Между тем с Л. Клечковской я опять как-то встретился в вокзале, она взяла с меня слово, что я буду на дневном балу в Розовом павильоне. После этого бала я у них обедал, а вечером мы были вместе на музыке, причем все три отделения проходили вдвоем по саду, разговаривая о моих и ее взглядах на жизнь и сцену, главным образом на ее балетное искусство, о котором она была самого скверного мнения. Из этого всего разговора я заключил, что она очень и очень неглупа и, видимо, много читала, чего я раньше не замечал. Конечно, теперь, когда вся эта глупая и недостойная комедия кончилась, я рассуждаю более здраво, и главное, смотря на эти отношения со стороны и анализируя их, замечаю много такого, чего раньше не видел, да и не мог видеть. Теперь для меня вполне ясна ее тогдашняя тонкая политика вскружить мне голову не красотой и изяществом (ибо их у нее не было), а чисто моральной, умственной стороной наших устанавливающихся отношений. Она верно и ловко поймала мое больное место и сумела поставить себя в положение человека, постепенно убеждающегося в правдивости и силе моего образа мыслей в большинстве вопросов, интересовавших тогда меня. Но это было так тонко и умело сделано, что я в течение 2-х лет не мог и думать о том, что это была лишь уловка.

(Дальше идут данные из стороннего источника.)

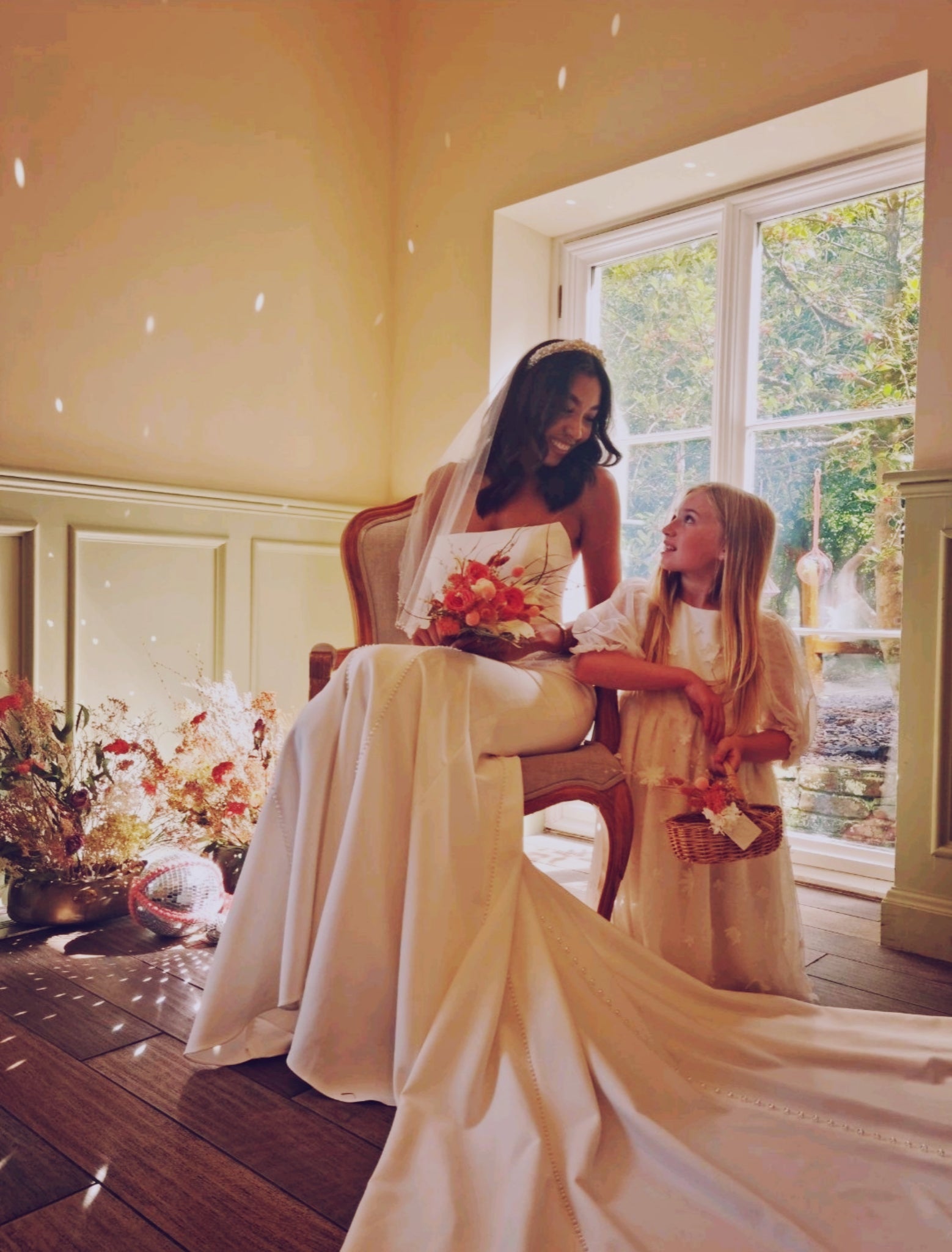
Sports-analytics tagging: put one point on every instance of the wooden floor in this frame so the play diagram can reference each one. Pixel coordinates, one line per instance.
(111, 1141)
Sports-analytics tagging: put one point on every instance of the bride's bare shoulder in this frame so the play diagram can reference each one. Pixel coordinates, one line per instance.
(602, 491)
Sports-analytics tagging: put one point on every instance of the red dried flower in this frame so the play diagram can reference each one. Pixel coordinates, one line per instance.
(716, 798)
(460, 600)
(71, 844)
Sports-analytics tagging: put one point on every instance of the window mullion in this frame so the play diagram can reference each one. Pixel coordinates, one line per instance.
(734, 344)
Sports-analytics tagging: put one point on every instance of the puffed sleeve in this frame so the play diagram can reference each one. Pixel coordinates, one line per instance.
(617, 625)
(788, 701)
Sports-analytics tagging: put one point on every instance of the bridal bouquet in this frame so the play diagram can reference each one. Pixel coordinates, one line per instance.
(483, 597)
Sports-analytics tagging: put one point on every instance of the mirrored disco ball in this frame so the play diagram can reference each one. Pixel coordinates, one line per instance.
(178, 894)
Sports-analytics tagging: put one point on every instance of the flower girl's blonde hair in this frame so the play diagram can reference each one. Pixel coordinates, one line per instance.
(749, 528)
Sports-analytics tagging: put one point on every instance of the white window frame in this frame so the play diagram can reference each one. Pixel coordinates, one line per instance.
(734, 221)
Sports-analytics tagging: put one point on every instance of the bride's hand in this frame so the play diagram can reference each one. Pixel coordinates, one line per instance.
(485, 645)
(427, 636)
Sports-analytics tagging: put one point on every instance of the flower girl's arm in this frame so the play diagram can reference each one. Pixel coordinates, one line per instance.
(767, 745)
(633, 674)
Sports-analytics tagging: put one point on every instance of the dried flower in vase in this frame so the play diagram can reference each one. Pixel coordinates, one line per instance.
(212, 788)
(71, 803)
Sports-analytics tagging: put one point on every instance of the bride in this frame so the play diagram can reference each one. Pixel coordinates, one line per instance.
(557, 1086)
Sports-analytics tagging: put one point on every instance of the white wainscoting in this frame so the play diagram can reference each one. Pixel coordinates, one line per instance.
(131, 589)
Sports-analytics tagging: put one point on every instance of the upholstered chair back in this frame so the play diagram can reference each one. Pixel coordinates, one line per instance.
(371, 550)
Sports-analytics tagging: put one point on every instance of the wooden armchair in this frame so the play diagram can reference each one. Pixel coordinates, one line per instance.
(371, 550)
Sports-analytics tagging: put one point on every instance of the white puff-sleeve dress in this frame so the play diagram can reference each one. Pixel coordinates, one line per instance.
(733, 926)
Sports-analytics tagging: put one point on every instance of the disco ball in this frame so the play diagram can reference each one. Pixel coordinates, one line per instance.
(178, 894)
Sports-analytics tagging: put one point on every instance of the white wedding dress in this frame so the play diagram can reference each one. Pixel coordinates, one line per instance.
(558, 1086)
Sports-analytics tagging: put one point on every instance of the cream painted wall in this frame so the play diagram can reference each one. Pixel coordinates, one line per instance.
(482, 123)
(180, 160)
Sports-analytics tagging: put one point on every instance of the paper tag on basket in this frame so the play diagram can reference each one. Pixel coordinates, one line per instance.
(744, 831)
(734, 824)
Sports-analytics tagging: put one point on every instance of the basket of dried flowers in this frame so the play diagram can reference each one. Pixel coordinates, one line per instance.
(721, 824)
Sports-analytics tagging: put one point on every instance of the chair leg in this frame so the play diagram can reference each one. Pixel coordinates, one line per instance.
(618, 816)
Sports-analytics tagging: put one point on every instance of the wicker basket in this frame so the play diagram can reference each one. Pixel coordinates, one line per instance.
(694, 838)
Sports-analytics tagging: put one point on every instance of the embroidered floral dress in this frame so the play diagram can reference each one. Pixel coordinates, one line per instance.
(733, 926)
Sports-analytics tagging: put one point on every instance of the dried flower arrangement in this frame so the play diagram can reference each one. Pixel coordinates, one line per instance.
(71, 803)
(208, 794)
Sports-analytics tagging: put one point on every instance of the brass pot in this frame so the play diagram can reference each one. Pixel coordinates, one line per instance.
(42, 902)
(229, 859)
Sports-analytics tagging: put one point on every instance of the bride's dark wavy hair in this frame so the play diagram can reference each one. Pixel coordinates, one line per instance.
(536, 399)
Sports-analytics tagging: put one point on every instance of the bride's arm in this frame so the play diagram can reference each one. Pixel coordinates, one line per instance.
(601, 540)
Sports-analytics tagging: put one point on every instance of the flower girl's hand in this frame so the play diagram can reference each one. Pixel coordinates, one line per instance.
(708, 705)
(728, 751)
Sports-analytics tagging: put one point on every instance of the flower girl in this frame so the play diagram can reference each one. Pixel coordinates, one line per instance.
(711, 682)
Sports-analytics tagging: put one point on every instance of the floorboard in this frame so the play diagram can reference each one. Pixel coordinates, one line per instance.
(33, 1174)
(926, 996)
(92, 1221)
(870, 953)
(837, 995)
(276, 1137)
(246, 1157)
(58, 1011)
(841, 923)
(197, 1195)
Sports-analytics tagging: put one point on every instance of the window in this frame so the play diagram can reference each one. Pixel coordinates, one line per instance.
(770, 341)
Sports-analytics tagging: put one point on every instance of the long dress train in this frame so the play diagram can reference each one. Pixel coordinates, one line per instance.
(558, 1086)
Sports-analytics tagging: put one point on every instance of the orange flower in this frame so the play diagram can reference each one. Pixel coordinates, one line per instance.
(514, 602)
(460, 600)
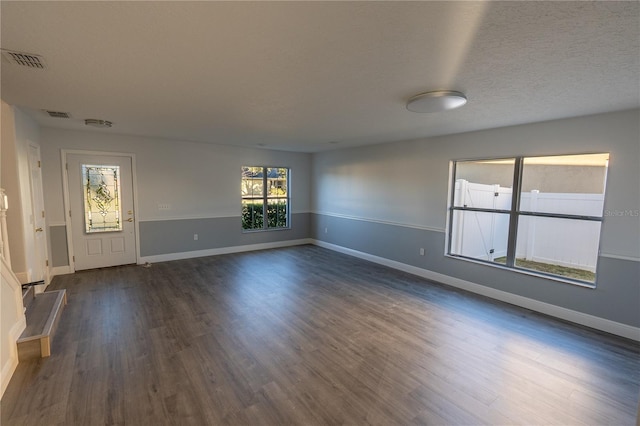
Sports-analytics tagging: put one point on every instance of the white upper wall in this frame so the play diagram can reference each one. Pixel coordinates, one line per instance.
(407, 182)
(197, 180)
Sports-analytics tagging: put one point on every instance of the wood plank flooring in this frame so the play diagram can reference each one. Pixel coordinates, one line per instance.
(307, 336)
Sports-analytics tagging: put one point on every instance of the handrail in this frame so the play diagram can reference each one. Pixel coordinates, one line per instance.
(4, 237)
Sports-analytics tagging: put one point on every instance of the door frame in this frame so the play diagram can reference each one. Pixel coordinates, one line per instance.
(67, 203)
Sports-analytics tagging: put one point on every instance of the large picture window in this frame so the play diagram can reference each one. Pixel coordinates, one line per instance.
(536, 214)
(265, 198)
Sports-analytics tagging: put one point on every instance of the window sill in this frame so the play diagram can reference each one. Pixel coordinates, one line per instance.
(558, 279)
(252, 231)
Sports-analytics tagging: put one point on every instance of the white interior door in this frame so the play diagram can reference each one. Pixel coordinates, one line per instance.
(39, 268)
(102, 216)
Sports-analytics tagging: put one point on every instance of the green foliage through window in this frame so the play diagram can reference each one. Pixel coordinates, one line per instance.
(265, 192)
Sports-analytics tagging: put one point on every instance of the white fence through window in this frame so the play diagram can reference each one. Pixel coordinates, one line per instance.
(564, 242)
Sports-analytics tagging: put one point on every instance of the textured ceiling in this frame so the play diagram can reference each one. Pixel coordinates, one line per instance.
(311, 76)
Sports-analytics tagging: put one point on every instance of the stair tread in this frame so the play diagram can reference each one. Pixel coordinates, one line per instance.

Впрочем, она так увлеклась впоследствии своей ролью, что действительно стала мыслить почти моей головой и поглощала массу книг по моим указаниям и толкованиям. Вообще в чем ей нельзя отказать, так это в удивительном уме, тактичности, умении себя держать и жизненном опыте, непостижимом для 17-летней девушки. Одним словом, как это случилось, я не знаю и не могу отдать себе отчета ни теперь ни тогда, но мы быстро сошлись характерами, стали друзьями, а впоследствии и еще более… 17 августа после бала, севши вдвоем в извозчика под проливным дождем, мы, вместо того чтобы ехать домой, катались 2 часа по парку, и кончилось тем, что я безо всяких объяснений обнял ее и стал целовать, чему она сначала сопротивлялась (ах, как я теперь жалею, что была непроницаемая тьма и у меня не было электрического фонаря!..), но потом мы уже говорили на «ты» и расстались, как мне казалось, любящими сердцами и вместе с тем друзьями.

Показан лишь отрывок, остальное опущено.